Después del melodrama la tragedia, luego el debate público y de ahí a las pasiones del papel couche, la vida de Lady Diana fue una montaña rusa que en las pantallas no alcanzó las dosis de lágrimas prometidas. El monumento que han develado sus hijos, el príncipe de Gales y el duque de Sussex, después de que Harry develó las más incómodas intimidades de ese corporativo al que llaman palacio, al igual que la serie de Netflix, es una obra que sin representarla, crea una molesta presencia.
La escultura es naturalista, obra del famoso escultor Ian Rank
Broadley, que ha realizado hermosos memoriales como el de Las Fuerzas Armadas Británicas,
el de Diana es su peor obra. Representa
a la princesa de pie, vestida con una falda recta, blusa y cinturón ancho, el
pelo corto que llevó al final de su vida, recrea el outfit que usó para la
fotografía de su tarjeta de Navidad en 1993, cuando ya estaba separada del el
príncipe Carlos. Con los brazos abiertos, y escoltada por una niña y dos niños
que simbolizan a la infancia que ella ayudó “incansablemente”. Lo niños obviamente, no son sus hijos,
decisión intencional, es una separación más allá de la muerte.

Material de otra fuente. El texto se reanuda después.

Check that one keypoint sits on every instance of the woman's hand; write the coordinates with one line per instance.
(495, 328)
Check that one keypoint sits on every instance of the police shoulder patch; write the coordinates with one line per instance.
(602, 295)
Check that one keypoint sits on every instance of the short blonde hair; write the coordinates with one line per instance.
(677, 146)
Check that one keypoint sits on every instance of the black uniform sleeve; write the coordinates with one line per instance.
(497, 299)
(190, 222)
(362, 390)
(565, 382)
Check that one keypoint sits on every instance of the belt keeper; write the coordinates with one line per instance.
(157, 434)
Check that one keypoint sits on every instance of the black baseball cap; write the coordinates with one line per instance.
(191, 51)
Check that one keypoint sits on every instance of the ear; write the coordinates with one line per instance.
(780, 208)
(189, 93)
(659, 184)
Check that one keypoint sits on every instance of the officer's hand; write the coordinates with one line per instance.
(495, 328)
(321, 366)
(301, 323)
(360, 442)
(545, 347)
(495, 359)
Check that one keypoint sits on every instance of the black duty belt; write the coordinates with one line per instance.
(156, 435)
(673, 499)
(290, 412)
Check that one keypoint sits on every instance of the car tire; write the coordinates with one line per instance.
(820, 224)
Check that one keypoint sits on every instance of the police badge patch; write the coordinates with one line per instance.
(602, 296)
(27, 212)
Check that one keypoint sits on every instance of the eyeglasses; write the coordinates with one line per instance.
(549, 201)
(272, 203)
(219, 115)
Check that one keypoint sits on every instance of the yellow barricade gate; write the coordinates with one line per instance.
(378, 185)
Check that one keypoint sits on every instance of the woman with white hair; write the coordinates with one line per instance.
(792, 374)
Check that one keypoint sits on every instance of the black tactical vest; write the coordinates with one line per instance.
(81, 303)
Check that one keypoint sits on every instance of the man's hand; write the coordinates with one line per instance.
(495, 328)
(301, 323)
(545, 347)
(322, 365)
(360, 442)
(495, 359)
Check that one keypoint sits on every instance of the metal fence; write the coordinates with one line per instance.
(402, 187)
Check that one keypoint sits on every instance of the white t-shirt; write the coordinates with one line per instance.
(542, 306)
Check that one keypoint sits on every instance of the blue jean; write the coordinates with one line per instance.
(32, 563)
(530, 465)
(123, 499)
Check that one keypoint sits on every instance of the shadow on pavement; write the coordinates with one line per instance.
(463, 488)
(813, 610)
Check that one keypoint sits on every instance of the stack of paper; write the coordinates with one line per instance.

La escultura tiene la frialdad y falta de romanticismo que
la corona trata de imponer en la vida de Diana, una persona adicta a las
emociones. Es una obra corporativa, institucional, pensado por un comité, es
evidente el gran esfuerzo en desmitificarla.
Al comparar la fotografía de Diana con ese vestuario con la
escultura, la sofisticación y la elegancia desaparecen. En el caso de que viéramos
esta escultura sin conocer el contexto, de quién es la mujer y la escandalosa
historia de su vida, pensaríamos en una maestra
de escuela con tres niños, pero nunca la mujer que con su muerte violenta, sacudió
los cimientos políticos de Gran Bretaña, hasta cuestionar la figura de la
nobleza.
Las fotografías de la boda de Diana, con ese vestido cursi,
enorme, de cuento de hadas, las imágenes de ella llorando en cuanto evento
público asistía, o riendo a la prensa en su relación bipolar con su imagen y
con el mundo, su obsesión con la moda, eran parte de su personalidad, y esta
escultura es una manera institucional, por parte de la corona, de terminar por
fin con ese mito, es decir, en lugar de perpetuarla, la sepulta de forma definitiva.
Los príncipes se reunieron después de su mediático berrinche
y de regalarle al mundo un drama de chismes digno de Oscar Wilde y el Daily
Mail, retiraron la tela verde que cubría el monumento en un evento desangelado,
“íntimo y familiar”, sin familiares cercanos, sin el príncipe Carlos, sin la
reina, las ausencias que no olvidan.
La inmortalización de Lady Diana seguirá en las páginas de
los tabloides, quienes han documentado con lealtad fanática su vida. Espero que
entre en la saga de las Princess de Disney, y las niñas la adopten como su
ídolo voluble, fashionista vestida de Versace, y melodramático.